Hipertensi terbagi menjadi hipertensi primer (esensial) atau hipertensi sekunder. Sekitar 90–95% kasus tergolong "hipertensi primer", yang berarti tekanan darah tinggi tanpa penyebab medis yang jelas. Kondisi lain yang mempengaruhi ginjal, arteri, jantung, atau sistem endokrin menyebabkan 5-10% kasus lainnya (hipertensi sekunder).

Hipertensi adalah faktor risiko utama untuk stroke, infark miokard (serangan jantung), gagal jantung, aneurisma arteri (misalnya aneurisma aorta), penyakit arteri perifer, dan penyebab penyakit ginjal kronik. Bahkan peningkatan sedang tekanan darah arteri terkait dengan harapan hidup yang lebih pendek. Perubahan pola makan dan gaya hidup dapat memperbaiki kontrol tekanan darah dan mengurangi risiko terkait komplikasi kesehatan.
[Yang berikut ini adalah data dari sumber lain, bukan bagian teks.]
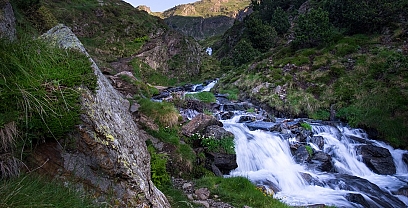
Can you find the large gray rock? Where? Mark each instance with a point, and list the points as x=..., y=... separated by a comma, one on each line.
x=110, y=156
x=7, y=21
x=199, y=123
x=378, y=159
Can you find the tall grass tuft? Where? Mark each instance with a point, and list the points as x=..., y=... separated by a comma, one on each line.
x=36, y=191
x=163, y=113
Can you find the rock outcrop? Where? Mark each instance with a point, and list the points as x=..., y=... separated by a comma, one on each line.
x=378, y=159
x=109, y=156
x=7, y=21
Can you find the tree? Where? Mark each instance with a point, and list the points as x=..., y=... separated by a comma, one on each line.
x=280, y=21
x=262, y=36
x=313, y=29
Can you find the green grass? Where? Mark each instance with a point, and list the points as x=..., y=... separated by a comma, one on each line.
x=207, y=97
x=163, y=113
x=38, y=191
x=239, y=191
x=40, y=88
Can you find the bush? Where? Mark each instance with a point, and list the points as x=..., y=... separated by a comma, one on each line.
x=313, y=29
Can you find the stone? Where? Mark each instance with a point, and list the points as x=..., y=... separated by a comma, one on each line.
x=318, y=141
x=202, y=193
x=199, y=123
x=321, y=161
x=301, y=155
x=224, y=162
x=107, y=141
x=217, y=132
x=246, y=119
x=7, y=21
x=378, y=159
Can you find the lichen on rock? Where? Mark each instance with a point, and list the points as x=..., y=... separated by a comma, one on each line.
x=110, y=156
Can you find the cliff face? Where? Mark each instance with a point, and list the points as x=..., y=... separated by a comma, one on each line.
x=109, y=156
x=206, y=18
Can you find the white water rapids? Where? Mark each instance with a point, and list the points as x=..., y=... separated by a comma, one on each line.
x=264, y=156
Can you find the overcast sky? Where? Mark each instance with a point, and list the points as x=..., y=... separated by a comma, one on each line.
x=159, y=5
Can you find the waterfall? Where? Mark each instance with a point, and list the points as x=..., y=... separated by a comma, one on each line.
x=265, y=157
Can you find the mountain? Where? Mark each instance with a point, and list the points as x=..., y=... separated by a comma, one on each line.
x=334, y=60
x=206, y=18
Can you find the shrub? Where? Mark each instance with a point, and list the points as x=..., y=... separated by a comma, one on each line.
x=207, y=97
x=158, y=161
x=313, y=29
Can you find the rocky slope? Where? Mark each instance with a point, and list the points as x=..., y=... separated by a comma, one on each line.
x=207, y=18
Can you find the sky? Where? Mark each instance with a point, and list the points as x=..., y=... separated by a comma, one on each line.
x=159, y=5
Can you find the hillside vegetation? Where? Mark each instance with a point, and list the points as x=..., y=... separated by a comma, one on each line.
x=323, y=59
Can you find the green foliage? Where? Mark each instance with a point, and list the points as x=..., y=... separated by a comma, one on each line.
x=306, y=126
x=243, y=53
x=262, y=36
x=309, y=150
x=158, y=162
x=313, y=29
x=280, y=21
x=40, y=88
x=37, y=191
x=364, y=16
x=212, y=144
x=207, y=97
x=239, y=192
x=163, y=113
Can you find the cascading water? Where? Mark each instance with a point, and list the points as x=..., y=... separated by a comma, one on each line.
x=265, y=158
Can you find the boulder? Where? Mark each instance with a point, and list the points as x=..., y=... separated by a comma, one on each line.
x=110, y=157
x=262, y=125
x=7, y=21
x=318, y=141
x=358, y=199
x=217, y=132
x=321, y=161
x=378, y=159
x=301, y=155
x=224, y=162
x=246, y=119
x=199, y=123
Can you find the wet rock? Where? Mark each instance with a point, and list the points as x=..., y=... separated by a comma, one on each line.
x=321, y=161
x=107, y=141
x=262, y=125
x=217, y=132
x=246, y=119
x=310, y=180
x=405, y=158
x=379, y=197
x=202, y=193
x=227, y=115
x=378, y=159
x=402, y=191
x=318, y=141
x=301, y=155
x=358, y=199
x=162, y=95
x=199, y=123
x=224, y=162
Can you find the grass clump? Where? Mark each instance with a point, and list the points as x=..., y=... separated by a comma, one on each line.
x=163, y=113
x=37, y=191
x=207, y=97
x=239, y=191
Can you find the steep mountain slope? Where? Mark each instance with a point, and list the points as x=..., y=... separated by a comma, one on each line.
x=312, y=58
x=206, y=18
x=112, y=30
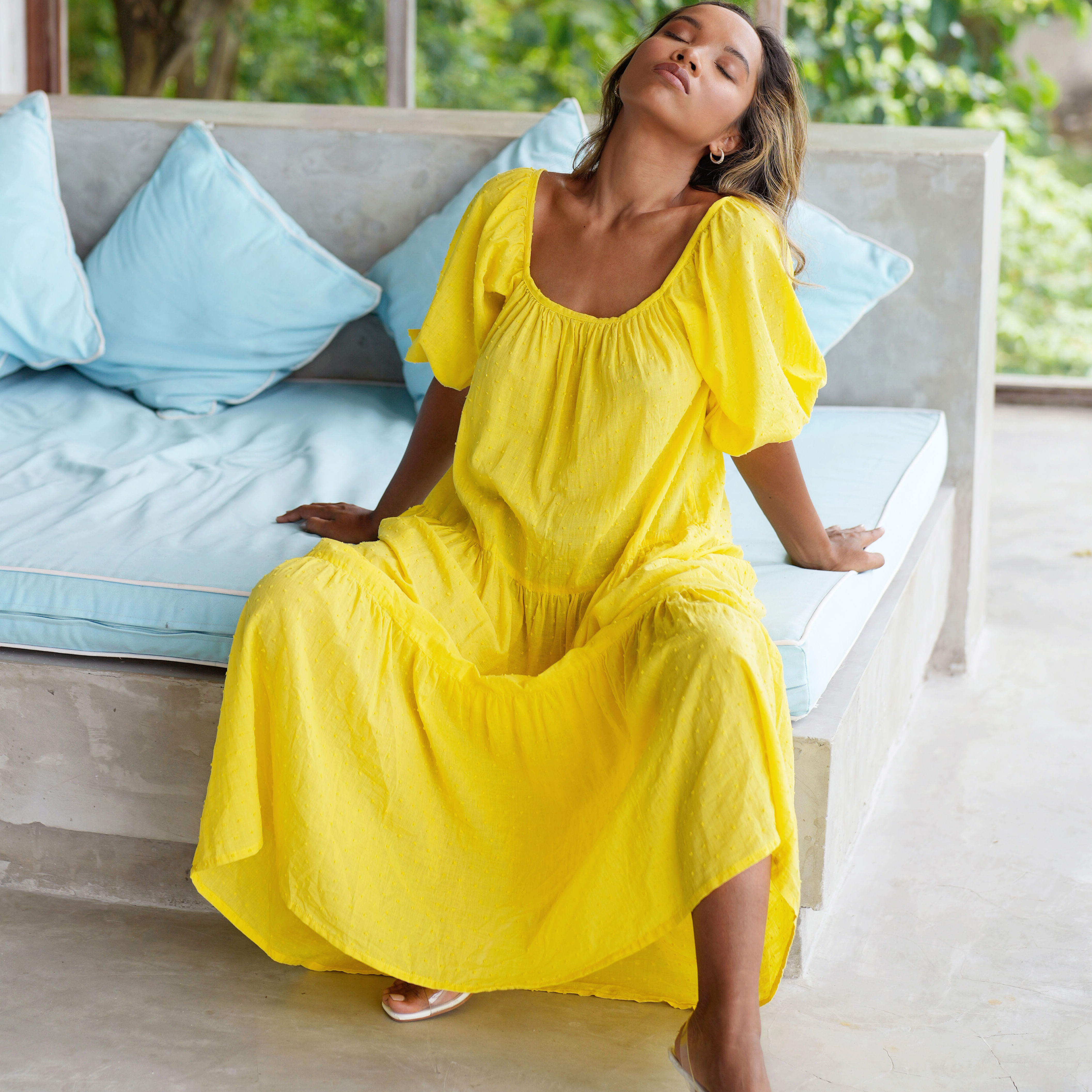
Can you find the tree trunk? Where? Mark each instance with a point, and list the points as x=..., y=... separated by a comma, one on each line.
x=158, y=36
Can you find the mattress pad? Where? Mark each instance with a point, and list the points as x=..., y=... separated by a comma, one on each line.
x=128, y=535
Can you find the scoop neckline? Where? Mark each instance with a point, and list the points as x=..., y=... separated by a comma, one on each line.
x=529, y=208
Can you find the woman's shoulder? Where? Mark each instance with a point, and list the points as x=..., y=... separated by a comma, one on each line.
x=743, y=220
x=506, y=186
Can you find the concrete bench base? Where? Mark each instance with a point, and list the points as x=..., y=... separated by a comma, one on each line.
x=104, y=764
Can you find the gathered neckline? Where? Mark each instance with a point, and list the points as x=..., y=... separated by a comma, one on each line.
x=529, y=208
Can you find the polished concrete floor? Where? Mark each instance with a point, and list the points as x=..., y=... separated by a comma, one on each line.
x=957, y=956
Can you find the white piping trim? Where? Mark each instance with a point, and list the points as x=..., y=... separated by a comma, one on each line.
x=69, y=249
x=112, y=656
x=122, y=580
x=921, y=453
x=868, y=238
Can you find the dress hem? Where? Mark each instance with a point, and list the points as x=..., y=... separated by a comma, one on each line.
x=338, y=940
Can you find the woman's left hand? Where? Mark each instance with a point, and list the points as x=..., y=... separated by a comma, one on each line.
x=849, y=550
x=348, y=524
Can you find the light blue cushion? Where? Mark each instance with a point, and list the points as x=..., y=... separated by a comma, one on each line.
x=46, y=313
x=848, y=274
x=208, y=291
x=409, y=275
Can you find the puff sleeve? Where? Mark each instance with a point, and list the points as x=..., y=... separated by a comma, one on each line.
x=748, y=336
x=479, y=275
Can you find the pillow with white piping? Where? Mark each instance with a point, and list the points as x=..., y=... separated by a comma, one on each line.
x=46, y=312
x=847, y=274
x=409, y=275
x=208, y=291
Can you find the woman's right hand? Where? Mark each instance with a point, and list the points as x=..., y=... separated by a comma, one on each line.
x=344, y=522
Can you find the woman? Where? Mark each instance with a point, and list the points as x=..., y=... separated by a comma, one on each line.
x=521, y=727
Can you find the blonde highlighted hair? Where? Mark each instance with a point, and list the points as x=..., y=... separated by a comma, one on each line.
x=766, y=169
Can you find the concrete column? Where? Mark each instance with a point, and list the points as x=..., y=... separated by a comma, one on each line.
x=401, y=52
x=774, y=15
x=12, y=47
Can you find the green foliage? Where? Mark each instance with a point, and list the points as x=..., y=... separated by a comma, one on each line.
x=513, y=55
x=888, y=61
x=94, y=52
x=1044, y=323
x=314, y=52
x=917, y=61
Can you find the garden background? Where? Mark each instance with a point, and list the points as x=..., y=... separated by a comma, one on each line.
x=946, y=63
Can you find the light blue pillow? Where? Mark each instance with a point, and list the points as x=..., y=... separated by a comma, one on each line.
x=208, y=291
x=409, y=275
x=847, y=274
x=46, y=313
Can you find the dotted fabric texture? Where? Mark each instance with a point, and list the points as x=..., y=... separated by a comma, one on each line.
x=513, y=744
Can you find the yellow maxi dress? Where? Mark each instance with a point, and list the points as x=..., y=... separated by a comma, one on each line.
x=515, y=742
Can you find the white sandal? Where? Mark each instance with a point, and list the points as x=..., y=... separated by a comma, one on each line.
x=682, y=1061
x=440, y=1002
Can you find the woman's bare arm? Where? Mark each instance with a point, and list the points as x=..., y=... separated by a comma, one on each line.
x=427, y=457
x=774, y=475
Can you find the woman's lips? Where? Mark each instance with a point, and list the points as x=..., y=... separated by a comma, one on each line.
x=674, y=73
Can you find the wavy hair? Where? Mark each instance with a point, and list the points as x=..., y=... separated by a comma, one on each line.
x=766, y=169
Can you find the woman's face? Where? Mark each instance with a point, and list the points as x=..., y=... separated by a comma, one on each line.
x=697, y=76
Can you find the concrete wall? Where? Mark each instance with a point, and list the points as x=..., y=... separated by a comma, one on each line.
x=360, y=178
x=12, y=47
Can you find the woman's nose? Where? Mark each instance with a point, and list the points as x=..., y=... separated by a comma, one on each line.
x=688, y=61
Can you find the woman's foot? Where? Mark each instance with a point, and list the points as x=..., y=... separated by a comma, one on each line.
x=728, y=1062
x=404, y=1002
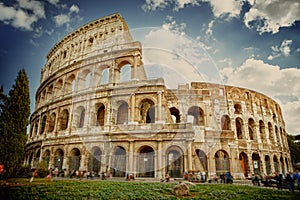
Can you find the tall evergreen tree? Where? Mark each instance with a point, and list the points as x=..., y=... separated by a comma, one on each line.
x=15, y=111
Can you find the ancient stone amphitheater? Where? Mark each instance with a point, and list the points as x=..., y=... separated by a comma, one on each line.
x=96, y=110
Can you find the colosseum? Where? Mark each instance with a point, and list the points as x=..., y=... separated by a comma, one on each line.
x=88, y=118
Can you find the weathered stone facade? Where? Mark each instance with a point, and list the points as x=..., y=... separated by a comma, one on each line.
x=88, y=117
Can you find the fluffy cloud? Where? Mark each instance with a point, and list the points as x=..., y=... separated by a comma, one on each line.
x=280, y=84
x=284, y=49
x=151, y=5
x=269, y=16
x=23, y=14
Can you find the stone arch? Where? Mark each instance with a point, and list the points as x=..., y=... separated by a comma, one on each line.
x=51, y=125
x=175, y=161
x=79, y=117
x=58, y=87
x=46, y=157
x=94, y=163
x=251, y=128
x=58, y=159
x=256, y=163
x=147, y=111
x=222, y=162
x=244, y=163
x=196, y=115
x=146, y=161
x=64, y=119
x=74, y=159
x=239, y=128
x=100, y=110
x=276, y=164
x=268, y=164
x=237, y=108
x=262, y=129
x=119, y=162
x=122, y=113
x=175, y=114
x=225, y=122
x=43, y=124
x=203, y=159
x=70, y=84
x=271, y=132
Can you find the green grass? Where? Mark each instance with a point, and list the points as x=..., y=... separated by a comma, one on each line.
x=74, y=189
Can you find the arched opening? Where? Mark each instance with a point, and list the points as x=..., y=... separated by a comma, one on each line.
x=251, y=128
x=243, y=158
x=196, y=115
x=268, y=164
x=276, y=164
x=271, y=134
x=94, y=163
x=52, y=122
x=122, y=115
x=125, y=73
x=203, y=160
x=225, y=123
x=64, y=119
x=43, y=124
x=146, y=162
x=282, y=165
x=119, y=162
x=74, y=159
x=239, y=128
x=147, y=111
x=58, y=159
x=175, y=115
x=46, y=157
x=222, y=162
x=175, y=163
x=256, y=163
x=105, y=76
x=100, y=115
x=237, y=108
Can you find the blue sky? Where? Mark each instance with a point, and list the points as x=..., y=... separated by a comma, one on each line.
x=253, y=43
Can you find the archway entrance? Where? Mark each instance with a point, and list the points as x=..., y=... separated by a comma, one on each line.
x=146, y=162
x=222, y=162
x=243, y=158
x=175, y=163
x=119, y=162
x=74, y=159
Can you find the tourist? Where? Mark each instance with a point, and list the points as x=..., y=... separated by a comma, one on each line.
x=297, y=178
x=228, y=178
x=290, y=181
x=167, y=177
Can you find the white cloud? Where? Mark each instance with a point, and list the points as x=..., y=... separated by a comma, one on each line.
x=280, y=84
x=284, y=49
x=23, y=14
x=74, y=8
x=152, y=5
x=61, y=19
x=269, y=16
x=231, y=8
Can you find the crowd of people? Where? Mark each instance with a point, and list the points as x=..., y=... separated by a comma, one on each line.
x=279, y=180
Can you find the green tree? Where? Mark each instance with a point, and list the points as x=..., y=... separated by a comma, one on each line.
x=15, y=111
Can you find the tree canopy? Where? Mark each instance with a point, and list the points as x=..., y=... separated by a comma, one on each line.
x=14, y=119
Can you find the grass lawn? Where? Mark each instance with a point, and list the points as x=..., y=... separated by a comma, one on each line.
x=97, y=189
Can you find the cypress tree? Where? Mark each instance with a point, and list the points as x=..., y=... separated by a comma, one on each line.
x=15, y=111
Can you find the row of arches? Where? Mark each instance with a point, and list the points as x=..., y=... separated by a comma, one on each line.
x=147, y=113
x=86, y=79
Meskipun demikian, obat seringkali diperlukan pada sebagian orang bila perubahan gaya hidup saja terbukti tidak efektif atau tidak cukup dan biasanya obat harus diminum seumur hidup sampai dokter memutuskan tidak perlu lagi minum obat.

Seseorang yang pernah mengalami tekanan darah tinggi, pada kondisi normal dapat saja mengalami tekanan darah kembali dan ini yang harus diwaspadai, banyak kasus stroke terjadi pada saat seseorang lepas obat. Dan banyak orang tidak menyangka bahwa seseorang yang biasanya mengalami tekanan darah rendah suatu kali dapat juga mengalami tekanan darah tinggi. Oleh karena itu pengontrolan tekanan darah secara rutin mutlak dilakukan.